People who use computers for work spend most of their time sitting and staring at the screen, either at the office or doing remote work. During the pandemic, people working from home even tend to extend their work hours. According to the University of Washington’s The Whole U, an office worker sits for an average of 15 hours daily.
Sitting for long hours daily is linked with a higher risk of developing 34 chronic diseases which include cardiovascular disease, diabetes, obesity, and cancer. Among inactive women, sitting for more than six hours a day leads to a 94 percent higher risk of death. Among inactive men, sitting for more than six hours a day leads to a 48 percent higher risk of death.
An important fact highlighted by the university is that working out afterward cannot undo the damage done by prolonged sitting. The period spent sitting must be broken up into shorter segments and interspersed with physical activity. For instance, stand up and walk around or do stretches and simple calisthenics for 10 minutes every hour. Alternatively, invest in a desk that can be adjusted to become a standing desk and alternate between sitting and standing every hour. Set an alarm to remind yourself to do these things.
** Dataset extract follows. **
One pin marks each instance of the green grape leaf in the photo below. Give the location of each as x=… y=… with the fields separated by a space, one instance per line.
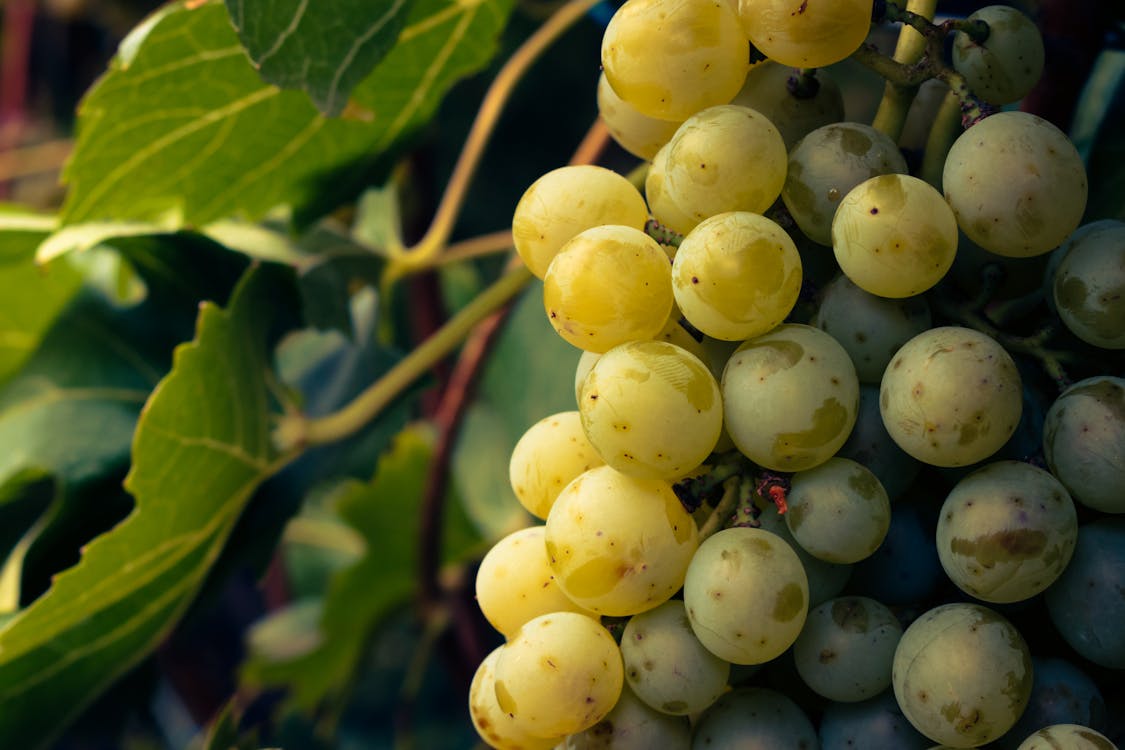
x=182 y=130
x=323 y=47
x=200 y=449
During those times spent seated at the desk, it is crucial to ensure that the body, chair, and desk are ergonomically aligned. Princeton University’s University Health Services (UHS) states that the chair’s height must allow the user’s feet to rest flat on the floor with the thighs parallel to the floor, hips bent at 90 degrees, and the knees at the level of the hips. If the chair is too high and is not adjustable, a footrest can be used.
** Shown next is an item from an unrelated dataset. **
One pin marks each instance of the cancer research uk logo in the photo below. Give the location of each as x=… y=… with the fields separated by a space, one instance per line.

The back of the chair must support the spine in a neutral upright position. If the chair does not have support for the small of the back, a small tubular pillow or a rolled towel can be placed there. When sitting, ensure that the shoulders are not slouched. If these precautions are not followed, there is a high risk of developing chronic back pain.
When typing on the keyboard, the wrist must be aligned with the back of the hand and the forearm. The arms must move to allow the fingers to tap the keys. This minimizes strain on the wrist that could lead to repetitive strain injuries (RSI) such as tendonitis and carpal tunnel syndrome. This is characterized by tingling, numbness, or pain in the hand, wrist, forearm, or elbow, and inability to grasp objects. Those who already have RSI will be better off using a trackpad instead of a mouse.
While seated, it is helpful to prevent muscle tension by doing some exercises every few minutes. Shaking the hands like whisking off the water will release tension in the fingers and wrists. Bend and stretch the elbows. Rotate the head. Roll the shoulders. These also help fight off fatigue.
Princeton’s UHS also emphasizes that staring at the computer for three hours or more at a time causes eyestrain. This leads to eye fatigue, dry eyes, a feeling of having grit in the eyes, blurry vision, headaches, and increased nearsightedness or myopia. If a person already has myopia, this must be addressed with the use of the proper eyeglasses or getting innovative LASIK eye surgery. Even after that, though, proper precautions must still be observed during screen time to prevent the deterioration of eyesight.
First, reduce screen time to a maximum of three hours at a time. Have adequate breaks to rest the eyes. It is beneficial to look at a distance during such breaks. Go outside to look at the sky or look out a window.
Ensure that the top of the monitor is at the same level as your eyes and the screen is 18 to 30 inches away and directly facing you. Your eyes will then be in their natural position of looking ahead and slightly downward. The distance will ensure that your eyes are far enough from the particles emitted by the electrostatic field. Treating the screen with anti-static spray daily will also reduce such emissions.
Screen glare must be avoided by ensuring that the area is dim and softly lit. Cover windows with vertical blinds and ensure that tabletops and walls are non-reflective. Set the monitor to the proper brightness and contrast. Choose monitors that have eye safety features.
Another vital element that is often sacrificed during work hours is nutrition. People who sit before the computer all day are prone to forgetting meals or do not get to eat on time. On the other hand, some keep munching on unhealthy snacks while working. All of these are unhealthy habits.
Prepare healthy meals before work hours so that these are well-thought-out, nutritious, and tasty. Set an alarm for meal breaks and eat on time. Prepare healthy snacks such as slices of fruits and vegetables. These will also keep energy up without a sudden crash.
With mindful preparations, work can be set up to be healthy. After all, people are meant to work to live well.